«Die Privaten sind flexibler»

Was sind die Vorteile privater Spitex-Unternehmen? Stefan Felder, Professor für Gesundheitsökonomie, gibt Auskunft.

Eine Mitarbeiterin der Spitex gibt einem älteren Herrn seine Medikamente.

Eine Mitarbeiterin der Spitex gibt einem älteren Herrn seine Medikamente.

(Bild: Keystone Gaetan Bally)

Herr Felder, im Kanton Bern nimmt die Anzahl privater Spitex-Unternehmen zu. Welches sind ihre Vorteile?
Die Privaten sind oft viel kleiner als die Gemeinnützigen und dadurch flexibler. Sie können besser auf die Bedürfnisse der Kunden eingehen. Oft betreut eine Angestellte stets die gleiche Person. Diese Kontinuität wird bei den Kunden geschätzt.
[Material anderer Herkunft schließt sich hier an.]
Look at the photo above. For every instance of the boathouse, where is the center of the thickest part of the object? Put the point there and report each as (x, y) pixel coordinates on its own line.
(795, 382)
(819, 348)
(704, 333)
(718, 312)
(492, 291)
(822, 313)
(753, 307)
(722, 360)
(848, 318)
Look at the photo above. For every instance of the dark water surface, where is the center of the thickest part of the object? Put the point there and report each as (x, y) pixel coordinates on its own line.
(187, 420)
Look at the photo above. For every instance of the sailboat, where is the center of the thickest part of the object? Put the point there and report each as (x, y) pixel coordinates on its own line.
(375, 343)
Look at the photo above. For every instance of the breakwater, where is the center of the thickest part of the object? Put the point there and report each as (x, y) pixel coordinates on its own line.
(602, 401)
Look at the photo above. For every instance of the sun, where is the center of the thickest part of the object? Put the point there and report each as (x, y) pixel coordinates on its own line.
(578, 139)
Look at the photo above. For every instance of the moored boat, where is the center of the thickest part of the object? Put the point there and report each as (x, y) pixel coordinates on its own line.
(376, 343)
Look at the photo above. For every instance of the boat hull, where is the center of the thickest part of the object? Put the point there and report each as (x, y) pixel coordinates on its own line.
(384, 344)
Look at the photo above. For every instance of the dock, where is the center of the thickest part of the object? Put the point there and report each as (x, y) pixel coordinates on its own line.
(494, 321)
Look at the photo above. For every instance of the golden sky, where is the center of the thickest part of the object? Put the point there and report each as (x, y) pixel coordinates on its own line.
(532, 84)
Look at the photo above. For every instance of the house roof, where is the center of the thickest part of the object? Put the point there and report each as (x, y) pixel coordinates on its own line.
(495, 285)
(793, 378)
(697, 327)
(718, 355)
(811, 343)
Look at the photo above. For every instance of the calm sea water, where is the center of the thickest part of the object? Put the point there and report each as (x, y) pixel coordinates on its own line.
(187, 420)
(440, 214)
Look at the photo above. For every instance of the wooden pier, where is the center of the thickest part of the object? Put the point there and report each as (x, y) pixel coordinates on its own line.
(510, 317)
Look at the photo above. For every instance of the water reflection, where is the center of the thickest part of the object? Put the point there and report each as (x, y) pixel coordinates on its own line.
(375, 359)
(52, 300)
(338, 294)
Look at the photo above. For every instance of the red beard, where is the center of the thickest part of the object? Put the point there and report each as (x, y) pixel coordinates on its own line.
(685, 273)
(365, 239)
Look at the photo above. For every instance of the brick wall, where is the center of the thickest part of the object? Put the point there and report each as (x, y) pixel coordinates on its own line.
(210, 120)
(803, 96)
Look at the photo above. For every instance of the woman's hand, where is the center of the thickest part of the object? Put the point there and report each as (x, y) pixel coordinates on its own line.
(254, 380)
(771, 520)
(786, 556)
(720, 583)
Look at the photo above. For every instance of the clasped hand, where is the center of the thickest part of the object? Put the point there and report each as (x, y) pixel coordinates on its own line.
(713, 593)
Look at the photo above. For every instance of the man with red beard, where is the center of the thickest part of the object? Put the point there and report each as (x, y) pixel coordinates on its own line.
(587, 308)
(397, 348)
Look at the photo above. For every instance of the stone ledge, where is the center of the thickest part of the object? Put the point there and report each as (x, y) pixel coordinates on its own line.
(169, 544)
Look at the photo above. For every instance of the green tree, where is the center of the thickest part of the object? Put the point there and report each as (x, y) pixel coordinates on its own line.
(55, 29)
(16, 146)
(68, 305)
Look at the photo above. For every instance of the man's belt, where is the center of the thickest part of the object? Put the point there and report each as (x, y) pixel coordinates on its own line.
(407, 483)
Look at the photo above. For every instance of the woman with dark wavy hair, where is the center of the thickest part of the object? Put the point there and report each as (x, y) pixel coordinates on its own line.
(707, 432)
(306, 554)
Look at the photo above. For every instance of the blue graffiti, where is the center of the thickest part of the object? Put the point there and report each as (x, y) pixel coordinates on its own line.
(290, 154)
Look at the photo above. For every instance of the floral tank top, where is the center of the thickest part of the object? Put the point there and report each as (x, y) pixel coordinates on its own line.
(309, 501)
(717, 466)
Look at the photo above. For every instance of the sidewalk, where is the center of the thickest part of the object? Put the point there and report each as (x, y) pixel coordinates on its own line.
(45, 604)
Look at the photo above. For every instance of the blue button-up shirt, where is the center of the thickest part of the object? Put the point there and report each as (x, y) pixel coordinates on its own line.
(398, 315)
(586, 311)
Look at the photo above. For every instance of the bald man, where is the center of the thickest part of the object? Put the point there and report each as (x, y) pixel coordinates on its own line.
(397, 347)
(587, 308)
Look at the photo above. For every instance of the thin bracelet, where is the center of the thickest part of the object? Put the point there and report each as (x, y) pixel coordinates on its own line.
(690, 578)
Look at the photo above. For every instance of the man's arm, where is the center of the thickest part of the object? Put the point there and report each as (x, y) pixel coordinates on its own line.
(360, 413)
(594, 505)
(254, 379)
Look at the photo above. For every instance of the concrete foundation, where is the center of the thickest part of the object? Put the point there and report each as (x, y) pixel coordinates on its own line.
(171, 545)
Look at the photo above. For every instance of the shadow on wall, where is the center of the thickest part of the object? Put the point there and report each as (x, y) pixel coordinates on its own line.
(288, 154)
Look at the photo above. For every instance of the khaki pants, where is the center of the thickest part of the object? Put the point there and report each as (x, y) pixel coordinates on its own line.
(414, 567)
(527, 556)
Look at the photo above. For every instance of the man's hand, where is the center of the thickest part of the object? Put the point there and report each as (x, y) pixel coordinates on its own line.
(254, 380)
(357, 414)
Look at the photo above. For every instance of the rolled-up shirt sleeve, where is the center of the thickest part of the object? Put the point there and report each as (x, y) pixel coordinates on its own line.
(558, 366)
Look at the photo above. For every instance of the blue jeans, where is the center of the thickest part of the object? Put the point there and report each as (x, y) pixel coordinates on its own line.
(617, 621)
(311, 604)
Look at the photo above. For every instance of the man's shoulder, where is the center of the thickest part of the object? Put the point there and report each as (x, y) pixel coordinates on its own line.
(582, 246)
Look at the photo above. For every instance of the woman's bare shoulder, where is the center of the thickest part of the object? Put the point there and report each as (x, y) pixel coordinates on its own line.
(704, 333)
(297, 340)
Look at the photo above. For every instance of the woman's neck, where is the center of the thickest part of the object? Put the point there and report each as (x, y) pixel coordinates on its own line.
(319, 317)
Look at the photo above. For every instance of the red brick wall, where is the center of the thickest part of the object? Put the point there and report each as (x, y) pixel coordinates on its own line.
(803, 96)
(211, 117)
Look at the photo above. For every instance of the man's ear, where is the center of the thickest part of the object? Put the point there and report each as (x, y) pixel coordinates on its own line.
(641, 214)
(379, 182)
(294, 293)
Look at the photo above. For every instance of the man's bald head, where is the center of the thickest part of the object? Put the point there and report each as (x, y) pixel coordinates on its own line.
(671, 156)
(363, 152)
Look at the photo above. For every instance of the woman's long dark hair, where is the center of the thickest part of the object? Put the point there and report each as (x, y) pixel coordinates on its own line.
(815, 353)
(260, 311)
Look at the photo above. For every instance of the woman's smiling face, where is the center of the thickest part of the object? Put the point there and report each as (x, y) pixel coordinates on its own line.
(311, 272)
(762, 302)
Bei den Haushaltsleistungen sind die Privaten klar stärker.

Könnte der Kanton Bern, wie das die Gemeinde Aarburg gemacht hat, die gesamten Leistungen inklusive Versorgungspflicht einfach öffentlich ausschreiben?
Ja, das könnte er. In grossen Städten wie Bern und Biel müsste er eventuell sogar die Versorgung von Quartieren ausschreiben, um sicher zu gehen, dass nicht nur die öffentliche Spitex ein Angebot einreichen kann.

Die GEF plant die Versorgungspflicht künftig nicht mehr pro Kopf abzurechnen. Ist das sinnvoll?
Dass heute pauschal abgerechnet wird, finde ich absurd. Je grösser die Bevölkerungszahl im Einzugsgebiet ist, desto günstiger kann diese Leistung angeboten werden. Die aktuelle Zahl 14.90 Franken pro Einwohner für die Versorgungspflicht bedeutet auf den ganzen Kanton hochgerechnet 15 Millionen. Das ist grösstenteils als Subventionierung der öffentlichen Spitex zu interpretieren und zu problematisieren.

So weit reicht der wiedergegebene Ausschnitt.